Караван перепуганных мбумбу пронес Колобковых с телохранителями через весь лес. Впереди всех вяло шагал Чертанов. Он уже достиг такого состояния, когда из всех желаний остается только одно — чтобы все это поскорее закончилось. Не подталкивай его вперед жизнерадостный шеф, он, скорее всего, просто лег бы на землю и остался в таком положении.
А сзади двигался Грюнлау, время от времени демонстративно берущий на прицел кого-нибудь из носильщиков. Они то и дело порывались сбежать или стащить что-нибудь из военной добычи.
Да, Колобков взял в поселке контрибуцию. Он вывернул наизнанку сокровищницу вождя, до сих пор не пришедшего в сознание после удара по башке. Розовые и белые ракушки, шкуры, оружие и, конечно, съестные припасы — куча кокосовых орехов, два мешка саговой муки и десяток живых поросят. А до кучи — маску и бубен шамана. Сувениры.
Петр Иванович активно разыскивал что-нибудь, имеющее ценность и в нашем мире — жемчуг или янтарь. Поскольку бусы, найденные на острове Волхвов, состояли именно из этих материалов, он мог не сомневаться — на Эйкре они существуют. Увы, в сокровищнице вождя их не обнаружилось — мбумбу не ценили ни жемчуга, ни янтаря. Так, поделочные материалы, не больше.

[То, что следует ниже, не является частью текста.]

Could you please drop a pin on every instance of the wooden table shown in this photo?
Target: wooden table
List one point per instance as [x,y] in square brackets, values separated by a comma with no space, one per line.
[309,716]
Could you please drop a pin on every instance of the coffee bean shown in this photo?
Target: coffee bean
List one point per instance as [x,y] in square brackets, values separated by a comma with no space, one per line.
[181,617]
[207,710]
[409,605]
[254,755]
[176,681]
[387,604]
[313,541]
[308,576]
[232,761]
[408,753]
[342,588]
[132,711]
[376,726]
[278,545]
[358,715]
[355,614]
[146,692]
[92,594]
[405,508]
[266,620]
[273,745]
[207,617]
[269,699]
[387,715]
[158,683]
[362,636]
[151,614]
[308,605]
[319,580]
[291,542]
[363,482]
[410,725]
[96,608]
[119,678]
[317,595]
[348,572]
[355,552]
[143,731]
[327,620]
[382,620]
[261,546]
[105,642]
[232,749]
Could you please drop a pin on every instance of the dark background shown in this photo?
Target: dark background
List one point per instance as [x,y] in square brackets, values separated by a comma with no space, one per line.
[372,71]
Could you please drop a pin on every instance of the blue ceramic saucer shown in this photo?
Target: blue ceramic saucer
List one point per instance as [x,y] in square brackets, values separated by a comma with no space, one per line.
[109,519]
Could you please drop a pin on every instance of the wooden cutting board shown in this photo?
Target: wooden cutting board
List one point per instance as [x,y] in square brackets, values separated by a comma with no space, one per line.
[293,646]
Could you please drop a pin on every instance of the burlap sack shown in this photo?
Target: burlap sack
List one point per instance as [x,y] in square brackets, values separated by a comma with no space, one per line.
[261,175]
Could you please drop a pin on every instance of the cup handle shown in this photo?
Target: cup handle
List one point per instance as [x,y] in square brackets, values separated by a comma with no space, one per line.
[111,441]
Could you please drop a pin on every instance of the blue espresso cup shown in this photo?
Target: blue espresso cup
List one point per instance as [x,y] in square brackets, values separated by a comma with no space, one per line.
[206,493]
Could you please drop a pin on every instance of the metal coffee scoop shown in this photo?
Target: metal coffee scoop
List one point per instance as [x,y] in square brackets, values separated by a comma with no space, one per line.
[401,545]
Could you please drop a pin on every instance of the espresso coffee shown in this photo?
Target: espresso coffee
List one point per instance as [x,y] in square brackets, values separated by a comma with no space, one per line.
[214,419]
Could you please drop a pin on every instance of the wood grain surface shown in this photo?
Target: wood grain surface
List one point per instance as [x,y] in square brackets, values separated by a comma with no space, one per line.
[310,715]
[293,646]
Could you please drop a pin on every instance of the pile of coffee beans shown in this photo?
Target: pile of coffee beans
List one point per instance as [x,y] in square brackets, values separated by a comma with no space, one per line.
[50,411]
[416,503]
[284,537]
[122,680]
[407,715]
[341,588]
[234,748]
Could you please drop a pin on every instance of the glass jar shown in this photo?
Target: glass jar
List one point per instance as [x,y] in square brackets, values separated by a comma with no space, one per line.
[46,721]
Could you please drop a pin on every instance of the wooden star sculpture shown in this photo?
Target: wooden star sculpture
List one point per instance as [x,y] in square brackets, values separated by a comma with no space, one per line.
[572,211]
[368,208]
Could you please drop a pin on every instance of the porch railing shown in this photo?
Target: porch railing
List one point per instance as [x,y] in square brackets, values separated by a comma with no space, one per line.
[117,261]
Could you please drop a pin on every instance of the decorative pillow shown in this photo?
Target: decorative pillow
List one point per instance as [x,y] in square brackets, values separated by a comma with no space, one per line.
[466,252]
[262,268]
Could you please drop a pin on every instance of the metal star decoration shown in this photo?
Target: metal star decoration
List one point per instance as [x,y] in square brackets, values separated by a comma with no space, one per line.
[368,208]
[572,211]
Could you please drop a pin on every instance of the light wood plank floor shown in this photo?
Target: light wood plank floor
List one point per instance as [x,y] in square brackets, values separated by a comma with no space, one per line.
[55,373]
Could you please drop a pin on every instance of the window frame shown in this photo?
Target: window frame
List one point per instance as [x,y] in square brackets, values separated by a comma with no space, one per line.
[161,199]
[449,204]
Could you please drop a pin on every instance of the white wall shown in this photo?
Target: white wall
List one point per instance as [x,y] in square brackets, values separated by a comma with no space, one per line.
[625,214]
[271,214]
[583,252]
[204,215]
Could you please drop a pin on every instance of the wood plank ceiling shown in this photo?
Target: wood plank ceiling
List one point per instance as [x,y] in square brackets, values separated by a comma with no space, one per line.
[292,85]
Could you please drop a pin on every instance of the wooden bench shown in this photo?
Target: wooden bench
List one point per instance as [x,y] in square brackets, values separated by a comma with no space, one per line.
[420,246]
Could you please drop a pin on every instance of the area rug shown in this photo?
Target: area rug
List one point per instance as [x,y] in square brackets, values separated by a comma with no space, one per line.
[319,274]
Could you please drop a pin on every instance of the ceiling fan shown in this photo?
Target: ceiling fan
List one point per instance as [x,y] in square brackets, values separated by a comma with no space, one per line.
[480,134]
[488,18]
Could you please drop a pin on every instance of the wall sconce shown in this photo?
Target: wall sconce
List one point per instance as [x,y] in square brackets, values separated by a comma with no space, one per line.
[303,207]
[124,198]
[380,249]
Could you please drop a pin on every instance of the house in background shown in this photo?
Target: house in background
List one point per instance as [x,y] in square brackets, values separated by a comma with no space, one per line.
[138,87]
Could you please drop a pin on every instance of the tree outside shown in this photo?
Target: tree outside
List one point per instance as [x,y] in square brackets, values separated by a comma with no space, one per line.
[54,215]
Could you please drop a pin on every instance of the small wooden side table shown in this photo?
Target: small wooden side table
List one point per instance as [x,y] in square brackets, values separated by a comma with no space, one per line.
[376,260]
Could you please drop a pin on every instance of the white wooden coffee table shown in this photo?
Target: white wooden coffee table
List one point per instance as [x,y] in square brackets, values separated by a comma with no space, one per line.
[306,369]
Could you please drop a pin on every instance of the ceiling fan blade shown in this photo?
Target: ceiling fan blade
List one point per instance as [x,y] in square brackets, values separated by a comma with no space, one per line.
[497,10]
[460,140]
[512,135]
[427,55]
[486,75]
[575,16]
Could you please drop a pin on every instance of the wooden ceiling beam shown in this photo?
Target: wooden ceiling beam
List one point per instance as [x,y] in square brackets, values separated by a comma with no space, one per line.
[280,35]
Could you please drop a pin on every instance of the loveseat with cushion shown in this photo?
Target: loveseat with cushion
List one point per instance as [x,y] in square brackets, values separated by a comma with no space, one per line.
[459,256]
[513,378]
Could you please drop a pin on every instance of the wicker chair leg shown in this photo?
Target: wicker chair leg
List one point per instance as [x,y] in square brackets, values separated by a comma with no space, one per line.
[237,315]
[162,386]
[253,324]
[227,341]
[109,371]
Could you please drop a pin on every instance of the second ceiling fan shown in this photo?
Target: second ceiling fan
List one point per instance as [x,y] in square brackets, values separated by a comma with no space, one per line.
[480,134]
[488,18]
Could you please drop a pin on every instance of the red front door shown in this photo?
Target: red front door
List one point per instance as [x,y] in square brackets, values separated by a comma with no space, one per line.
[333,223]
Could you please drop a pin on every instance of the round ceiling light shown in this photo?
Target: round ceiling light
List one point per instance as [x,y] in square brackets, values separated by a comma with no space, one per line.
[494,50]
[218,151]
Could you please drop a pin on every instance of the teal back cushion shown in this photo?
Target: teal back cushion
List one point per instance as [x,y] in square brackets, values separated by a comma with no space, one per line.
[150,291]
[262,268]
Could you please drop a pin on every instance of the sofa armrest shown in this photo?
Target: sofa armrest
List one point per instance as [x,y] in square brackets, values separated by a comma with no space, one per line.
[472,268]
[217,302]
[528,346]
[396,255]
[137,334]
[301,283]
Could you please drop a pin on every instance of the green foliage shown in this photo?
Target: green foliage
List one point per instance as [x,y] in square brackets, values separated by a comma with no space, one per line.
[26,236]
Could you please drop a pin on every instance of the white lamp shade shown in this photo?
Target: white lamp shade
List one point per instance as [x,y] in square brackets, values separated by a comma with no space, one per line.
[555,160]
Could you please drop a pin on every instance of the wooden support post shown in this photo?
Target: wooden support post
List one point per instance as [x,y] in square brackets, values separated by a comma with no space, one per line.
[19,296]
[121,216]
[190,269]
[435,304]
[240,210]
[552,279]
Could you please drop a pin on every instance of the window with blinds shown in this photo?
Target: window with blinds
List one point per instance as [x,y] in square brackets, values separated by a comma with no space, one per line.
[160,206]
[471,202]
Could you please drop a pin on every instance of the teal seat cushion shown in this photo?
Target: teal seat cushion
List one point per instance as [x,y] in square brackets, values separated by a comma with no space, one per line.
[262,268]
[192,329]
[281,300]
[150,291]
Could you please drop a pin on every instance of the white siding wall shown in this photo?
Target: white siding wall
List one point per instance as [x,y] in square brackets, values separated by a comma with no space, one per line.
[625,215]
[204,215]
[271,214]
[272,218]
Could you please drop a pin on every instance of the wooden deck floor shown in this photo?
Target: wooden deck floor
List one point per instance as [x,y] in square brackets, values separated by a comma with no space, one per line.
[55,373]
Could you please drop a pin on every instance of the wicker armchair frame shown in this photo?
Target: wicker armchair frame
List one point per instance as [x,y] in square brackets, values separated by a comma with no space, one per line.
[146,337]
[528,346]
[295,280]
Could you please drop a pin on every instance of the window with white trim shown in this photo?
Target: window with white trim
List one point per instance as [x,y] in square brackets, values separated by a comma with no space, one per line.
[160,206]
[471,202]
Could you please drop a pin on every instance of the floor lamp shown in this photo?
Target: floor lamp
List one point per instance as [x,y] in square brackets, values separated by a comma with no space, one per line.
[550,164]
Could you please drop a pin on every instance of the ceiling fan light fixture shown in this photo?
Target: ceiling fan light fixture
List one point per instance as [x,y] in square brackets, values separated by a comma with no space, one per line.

— Иваныч, с тебя бутылка, — как бы невзначай напомнил Угрюмченко, сидящий на тех же носилках. — И не сивухи какой-нибудь, а шампуню.
— Петрович, ну ты наглый! — восхитился Колобков. — Совесть-то поимей — шампанского в баре всего один пузырь остался!
— Ну и чего ему там стоять, место зря занимать?
— А мало ли? Вдруг какое событие случится?… Матильда, например, ласты склеит…
— За бутылку шампуню могу устроить… — прошептал беркут, нетерпеливо переступая с лапы на лапу. — Видел, как я того борова клювом долбанул?
Колобков несколько секунд обдумывал эту мысль, и уже почти соблазнился. Очень уж приятная картинка нарисовалась в мозгу. Но в конце концов все-таки отверг искушение.
— Зинку жалко… — вздохнул он.
— Иваныч, ну выдели хоть сто грамм, не жлобись! Я тебе сегодня жизнь спас! А ты со мной еще за прошлый раз не рассчитался!
— Это за какой еще?…
— А с той летучей мышью-то, а?…
— Гы-гы, так это когда было? — хохотнул Колобков.
— Жлоб ты все-таки, Иваныч…
— Зато на «Майбахе» езжу.
Когда из зарослей показалась вереница унылых мбумбу, жена и теща Колобкова чуть не померли от страха, решив, что главу семейства уже съели и теперь пришли за добавкой. Фабьев тоже в первый момент хотел отдать концы и держать курс в открытое море. Но потом заметил важного, как индийский паша, Колобкова, подстегивающего островитян прутиком.